Tiwi Adventures, Tiwi Islands, Northern Territory
Most anglers make the journey to chase the mighty barramundi, Australia’s great sporting fish.
If your idea of a holiday is somewhere less inhabited and remote, the Tiwi Islands are the place. A 30-minute flight from Darwin, most anglers make the journey to chase the mighty barramundi, Australia’s great sporting fish. Other species that will give you a run include blue salmon, saratoga, mangrove jacks and estuary cod. Off-shore the waters teem with another great fighting fish, queenfish, as well as jewfish and snapper. Australia’s first barramundi base, Bathurst Island Lodge, reopened in March 2013. There are two other lodges on the Tiwi Islands, which are also famous for their indigenous art and culture.
Trout Fishing, Snowy Mountains, NSW
Learn to fly fish in rivers and streams, pick up the tricks of trolling, spin the lakes and hear the secrets of the best lures for trout with fish guru Steve Williamson, who has been fishing the waterways of the Snowy Mountains for 25 years. Williamson is based in Jindabyne, two hours’ drive from Canberra. From beginner fishing lessons to weekend adventures, it’s a year-round fishing destination, but best during summer when the brown, rainbow and brook trout come out to play.
Lobster Shack tours, Cervantes, Western Australia
Watch the skipper pull lobster pots from the deep blue sea and cook it up for your lunch. Lobster Shack Tours launch from Cervantes, two hours’ drive north of Perth, to sail into the Jurien Bay Marine Park to the isolated Cervantes Islands, home to colonies of raucous sea lions and pods of dolphins.
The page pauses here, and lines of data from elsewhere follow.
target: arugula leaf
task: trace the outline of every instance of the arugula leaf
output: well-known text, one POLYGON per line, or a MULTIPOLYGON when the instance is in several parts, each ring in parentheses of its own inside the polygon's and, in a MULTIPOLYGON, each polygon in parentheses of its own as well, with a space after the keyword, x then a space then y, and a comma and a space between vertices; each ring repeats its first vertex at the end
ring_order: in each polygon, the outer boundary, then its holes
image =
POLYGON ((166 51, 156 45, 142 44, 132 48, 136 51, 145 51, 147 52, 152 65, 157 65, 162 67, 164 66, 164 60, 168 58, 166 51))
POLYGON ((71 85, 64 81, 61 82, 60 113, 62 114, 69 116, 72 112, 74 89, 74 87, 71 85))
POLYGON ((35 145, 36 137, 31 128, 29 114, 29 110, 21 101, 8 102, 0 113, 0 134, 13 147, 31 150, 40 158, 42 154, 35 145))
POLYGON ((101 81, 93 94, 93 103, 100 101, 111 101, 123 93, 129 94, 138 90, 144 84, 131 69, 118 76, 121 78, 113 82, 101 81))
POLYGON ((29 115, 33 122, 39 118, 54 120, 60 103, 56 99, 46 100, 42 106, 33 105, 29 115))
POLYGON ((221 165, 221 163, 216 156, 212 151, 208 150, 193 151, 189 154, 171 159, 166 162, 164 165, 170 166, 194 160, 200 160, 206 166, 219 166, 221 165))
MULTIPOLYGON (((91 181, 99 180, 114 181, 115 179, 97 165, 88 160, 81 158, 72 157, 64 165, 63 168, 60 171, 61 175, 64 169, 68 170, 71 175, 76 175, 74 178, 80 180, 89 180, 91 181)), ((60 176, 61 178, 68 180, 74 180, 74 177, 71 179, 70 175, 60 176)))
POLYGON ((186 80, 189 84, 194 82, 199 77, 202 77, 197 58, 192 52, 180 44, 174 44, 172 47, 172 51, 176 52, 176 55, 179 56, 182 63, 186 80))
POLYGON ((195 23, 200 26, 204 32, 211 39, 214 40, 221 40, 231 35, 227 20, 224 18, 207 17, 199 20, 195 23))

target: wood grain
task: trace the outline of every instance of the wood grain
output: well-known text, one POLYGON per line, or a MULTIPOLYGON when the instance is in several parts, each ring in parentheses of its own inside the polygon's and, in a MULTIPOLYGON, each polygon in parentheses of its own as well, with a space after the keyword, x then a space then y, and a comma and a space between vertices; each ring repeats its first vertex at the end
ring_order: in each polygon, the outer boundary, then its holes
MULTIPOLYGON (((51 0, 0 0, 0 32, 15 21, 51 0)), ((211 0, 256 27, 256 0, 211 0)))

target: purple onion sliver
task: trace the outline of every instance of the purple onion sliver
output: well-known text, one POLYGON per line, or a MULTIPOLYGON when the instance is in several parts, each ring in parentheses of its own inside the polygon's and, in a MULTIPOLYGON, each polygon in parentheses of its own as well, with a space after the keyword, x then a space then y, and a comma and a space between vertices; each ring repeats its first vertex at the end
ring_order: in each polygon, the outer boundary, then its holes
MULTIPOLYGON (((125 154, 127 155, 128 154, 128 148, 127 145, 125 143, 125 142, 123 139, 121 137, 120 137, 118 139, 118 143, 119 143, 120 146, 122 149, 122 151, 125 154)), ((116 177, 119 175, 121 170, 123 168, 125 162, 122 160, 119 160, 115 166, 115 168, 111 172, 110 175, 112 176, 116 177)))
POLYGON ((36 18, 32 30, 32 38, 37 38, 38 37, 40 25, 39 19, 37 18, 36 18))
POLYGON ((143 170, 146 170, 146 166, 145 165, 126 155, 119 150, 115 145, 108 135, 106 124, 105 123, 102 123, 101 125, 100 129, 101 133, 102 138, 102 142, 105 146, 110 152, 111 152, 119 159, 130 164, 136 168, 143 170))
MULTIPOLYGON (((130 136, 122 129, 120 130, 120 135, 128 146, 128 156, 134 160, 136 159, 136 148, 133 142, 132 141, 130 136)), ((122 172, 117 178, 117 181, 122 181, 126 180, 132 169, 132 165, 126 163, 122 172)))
The locals have been fishing these waters for generations, and are happy to share their favourite beach fishing spots including Hangover Bay and Thirsty Point; or just drop a line off Cervantes jetty.
Hunt and Gather Tour, Eyre Peninsula, South Australia
You reap what you sow on this tour on South Australia’s Eyre Peninsula. Dive for abalone, fish for salmon straight from the beach, hunt for oysters and gather ‘pipis’ – sweet little shellfish found on the seashore. Your personal chef will prepare the catch of the day on this safari, staying at waterfront accommodation in Coffin Bay. Too tame? Add a cage dive with a Great White shark, swim with Blue Fin tuna, sea lions and dolphins, or head into the outback, flying over Lake Eyre and the remote Oodnadatta Track.
Queenscliff fishing, Victoria
“Life’s short, fish hard” say the fishermen of the Bass Strait, the stretch of sea that separates mainland Australia from Tasmania. Game Rec’s charters depart from Queenscliff and Sorrento, either side of the bay that encircles Melbourne, and your hook should snare seriously big snapper, kingfish, barracouta and squid, not to mention delicious local flathead. They’ll clean your catch ready for the barbecue, or you can kiss the fish and send it back to sea.